POLAR-Sim: Augmenting NASA's POLAR dataset for data-driven lunar perception and rover simulation

Abstract

NASA's POLAR (Polar Optical Lunar Analog Reconstruction) dataset contains approximately 2,600 pairs of high dynamic range stereo photos captured across 12 varied terrain scenes, including areas with sparse or dense rock distributions, craters, and rocks of different sizes. The purpose of these photos is to spur research and development in robotics, AI-based perception, and autonomous navigation.
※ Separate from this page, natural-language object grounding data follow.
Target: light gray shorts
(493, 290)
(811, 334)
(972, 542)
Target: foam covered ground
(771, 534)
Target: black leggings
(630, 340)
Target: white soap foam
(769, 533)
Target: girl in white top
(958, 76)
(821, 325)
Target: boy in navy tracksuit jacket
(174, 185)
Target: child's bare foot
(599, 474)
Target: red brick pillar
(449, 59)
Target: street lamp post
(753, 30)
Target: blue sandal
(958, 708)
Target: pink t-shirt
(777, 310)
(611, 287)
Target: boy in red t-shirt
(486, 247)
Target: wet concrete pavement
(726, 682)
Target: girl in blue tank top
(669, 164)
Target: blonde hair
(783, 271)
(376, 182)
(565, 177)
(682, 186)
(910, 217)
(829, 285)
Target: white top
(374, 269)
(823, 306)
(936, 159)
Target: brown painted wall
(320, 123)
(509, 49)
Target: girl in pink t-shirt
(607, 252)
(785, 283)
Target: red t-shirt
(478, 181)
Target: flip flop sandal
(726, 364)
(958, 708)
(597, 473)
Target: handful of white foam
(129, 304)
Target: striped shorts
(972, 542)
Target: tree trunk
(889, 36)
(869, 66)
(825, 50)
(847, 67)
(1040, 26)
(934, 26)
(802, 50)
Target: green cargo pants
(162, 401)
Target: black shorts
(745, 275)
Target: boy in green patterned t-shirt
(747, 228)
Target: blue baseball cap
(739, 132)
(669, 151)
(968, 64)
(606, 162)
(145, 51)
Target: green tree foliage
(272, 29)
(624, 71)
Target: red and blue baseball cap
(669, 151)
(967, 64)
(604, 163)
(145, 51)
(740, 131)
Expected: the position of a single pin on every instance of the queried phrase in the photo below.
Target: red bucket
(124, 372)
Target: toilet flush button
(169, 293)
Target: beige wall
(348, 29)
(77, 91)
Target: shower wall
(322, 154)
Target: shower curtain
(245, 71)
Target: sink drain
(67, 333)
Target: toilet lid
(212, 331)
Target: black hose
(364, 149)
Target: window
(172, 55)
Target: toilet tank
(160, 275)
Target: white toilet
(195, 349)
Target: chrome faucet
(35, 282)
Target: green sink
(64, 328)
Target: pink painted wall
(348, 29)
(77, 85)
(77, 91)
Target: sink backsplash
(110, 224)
Acknowledging a scarcity of lunar photos from around the lunar poles, NASA Ames produced on Earth but in controlled conditions, photos that resemble rover operating conditions from these regions of the Moon.
 
This dataset, named POLAR-Sim, provides bounding boxes and semantic segmentation information for all the photos in NASA's POLAR dataset. This effort results in 23,000 labels and semantic segmentation information pertaining to rocks and shadows of rocks. Furthermore, for each scene, we produced individual meshes associated with the ground and the rocks in each scene. This allows anyone with a camera model to generate synthetic images associated with any of the 12 scenarios of the POLAR dataset. Effectively, one can generate as many semantically labeled synthetic images as desired -- from different viewpoints in the scene, with different exposure values, for different positions of the Sun, with or without the presence of active illumination, etc.
 
The benefit of this work is twofold. Using outcomes of the photo annotations, one can train and/or test perception algorithms that deal with Moon photos. For meshes of the scenes, one can produce as much data as desired to train and test AI algorithms that are anticipated to be used in lunar conditions. All the outcomes of this work are available in a public repository for unfettered use and distribution.